Выбрать главу

Кейпе не помог ей ни одним словом.

«Я… Я не люблю человека, с которым… помолвлена…»

Быстро взглянув в глаза Кейпсу, она не смогла уловить их выражения, и сердце у нее сразу упало, решимость исчезла. Она продолжала стоять, точно оцепенев, не в силах сделать хоть одно движение. Она сама все испортила. Сама!.. Но вдруг зазвучал его голос, и тревога сразу прошла. «Я боялся, что у вас не хватит характера, — сказал Кейпе. — А вы… Это чудесно с вашей стороны, что вы доверились мне… И все же… — Он с неправдоподобной и явно напускной недогадливостью спросил: — А кто он?.. Ну, этот человек, в которого вы влюбились?..».

Конечно, Уэллс.
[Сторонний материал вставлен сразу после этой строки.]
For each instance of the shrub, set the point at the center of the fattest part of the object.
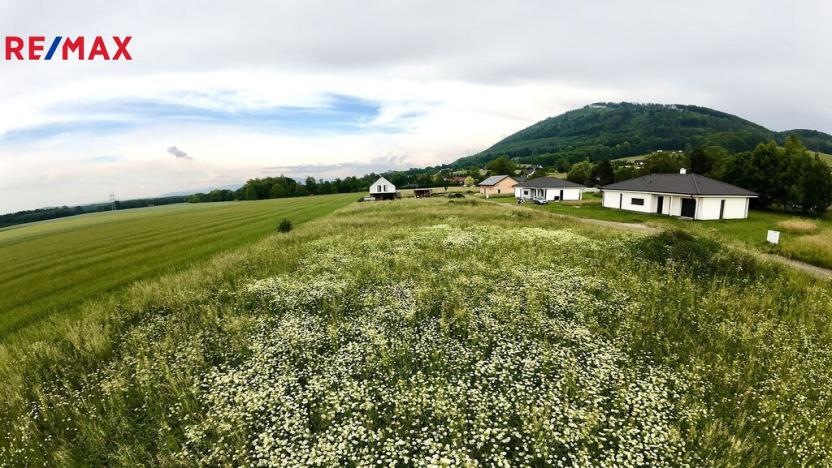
(798, 226)
(284, 226)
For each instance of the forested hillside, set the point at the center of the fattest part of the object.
(608, 130)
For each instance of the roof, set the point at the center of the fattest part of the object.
(382, 181)
(548, 182)
(493, 180)
(685, 184)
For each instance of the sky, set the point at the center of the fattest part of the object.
(219, 92)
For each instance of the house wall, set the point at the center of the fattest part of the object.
(548, 194)
(612, 199)
(706, 207)
(386, 187)
(503, 187)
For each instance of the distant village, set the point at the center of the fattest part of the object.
(681, 194)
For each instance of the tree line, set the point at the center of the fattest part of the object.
(43, 214)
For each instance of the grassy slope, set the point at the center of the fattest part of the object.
(385, 328)
(814, 248)
(52, 267)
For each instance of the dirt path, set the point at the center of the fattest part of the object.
(815, 271)
(818, 272)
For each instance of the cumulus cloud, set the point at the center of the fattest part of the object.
(178, 153)
(432, 87)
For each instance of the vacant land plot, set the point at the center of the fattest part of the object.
(803, 238)
(444, 332)
(52, 267)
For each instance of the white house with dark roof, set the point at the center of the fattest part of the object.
(383, 189)
(686, 195)
(549, 188)
(497, 185)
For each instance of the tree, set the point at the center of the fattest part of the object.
(626, 172)
(311, 185)
(817, 182)
(278, 190)
(664, 162)
(604, 173)
(580, 173)
(501, 166)
(700, 161)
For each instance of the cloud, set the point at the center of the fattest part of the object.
(389, 162)
(316, 88)
(178, 153)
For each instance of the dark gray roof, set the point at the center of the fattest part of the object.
(549, 182)
(493, 180)
(685, 184)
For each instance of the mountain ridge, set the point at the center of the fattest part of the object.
(606, 130)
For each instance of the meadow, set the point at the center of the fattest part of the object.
(53, 267)
(811, 244)
(438, 332)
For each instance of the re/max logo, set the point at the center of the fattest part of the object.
(98, 48)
Простите, Кейпе.

«Наши разговоры становились все более личными, — вспоминал Уэллс в «Опыте автобиографии» о своих отношениях с Эмбер Ривз, — и у нее появилась милая прихоть лестно именовать меня «Учитель», а мне она раскрыла свое домашнее имя «Дуза». (Сокращенное от челлиниевской Медузы, голову которой в школьные годы она здорово умела изображать.) Я старался подавить свои чувства к Эмбер, но однажды она разбила тонкий лед моей сдержанности, заявив, что страстно влюблена в одного человека, и когда я спросил, «в кого», бросилась в мои, конечно, охотно раскрывшиеся навстречу объятия. Идея группового брака и взаимного утешения, как я воплотил ее в «Современной утопии», способствовала нашему взаимопониманию, и уже в ту ночь мы впервые вместе легли в постель…»

Все дальнейшее совпадает еще больше, и совсем неважно, из романа взяты эти строки или из личных воспоминаний Уэллса.

«В Булони они сели в поезд, и на другое утро завтракали уже в буфете базельского вокзала. Там они поймали интерлакенский экспресс и добрались через Шпиц до Фрутигена. В те дни за Фрутигеном не было железной дороги; они отправили свой багаж почтой в Кандерштег и пошли по тропе для мулов, тянувшейся вдоль левого берега реки, к странной впадине между пропастями, называвшейся Блау-Зее, где окаменевшие ветви деревьев лежат в синих глубинах ледяного озера и сосны цепляются за гигантские валуны. Маленькая гостиница, над которой развевался швейцарский флаг, ютилась под огромной скалой; тут они сняли свои рюкзаки, съели второй завтрак и отдохнули в полуденной тени ущелья, среди смолистого аромата сосен. А потом взяли лодку и поплыли на веслах над таинственными глубинами озера, пристально всматриваясь в его зеленовато-голубые и голубовато-зеленые воды. И тогда у них возникло ощущение, словно они прожили вместе уже целых двадцать лет…»

Разумеется, критики обрушились на «Анну-Веронику». Как это так, — уйти от жены к совсем другой женщине?! Как это так, — девушка сама признается мужчине в чувствах? Зачем писать о таких неприличных случаях, даже если иногда они имеют место в жизни!? Одна рецензия так и называлась — «Книга-отрава». А написал ее известный борец за чистоту нравов тех лет журналист Джон Лоу Стрэ. Семья, — бил он в одну точку, — главная ячейка общества! Никому не позволительно разрушать семью!

6
Отступление

Борис Стругацкий (писатель):

«Мы звали его между собой Г. Дж.

Это не была фамильярность, это была высшая форма почтения и уважения.

С самых наших младых ногтей мы знали:

— Он первый понял из всех, что фантастика должна быть реалистична.

— Он первый понял (и доказал), что истинный герой фантастики есть обыкновенный человек в необыкновенных обстоятельствах.

— Он первым понял (и продемонстрировал), как невероятно эффективен в фантастике юмор, как украшает он Мир Чуда, и как способен он усиливать достоверность нашего мира.

— Он обладал неистовым воображением, равному которому не было ни у кого в его веке, а в следующем лишь один Станислав Лем сумел, пожалуй, с ним сравниться.

— Он первым из первых сумел заменить «обычное интервью с дьяволом или волшебником — искусным использованием положений науки».

И он первый (кажется, единственный из писателей) ощутил дух надвигающегося XX века, кроваво-дымную ауру его уловил, и даже, вроде бы, услышал беспощадные трубы, призывающие «очеловечить человека, пропустив его через горнило невыносимых страданий!»

Наконец, он создал книги, которые прочитав, ты проносишь с собою через всю свою жизнь «ив горе, и в радости, и в беде, и в счастье» (помнится, в самые страшные дни блокады, в январе 1942 года, приткнувшись к сочащемуся светом и холодом окошку, читал я «Войну миров», и ведь — клянусь! — как-то ухитрялся забыть в эти минуты окружающую меня безнадежную безнадежность!).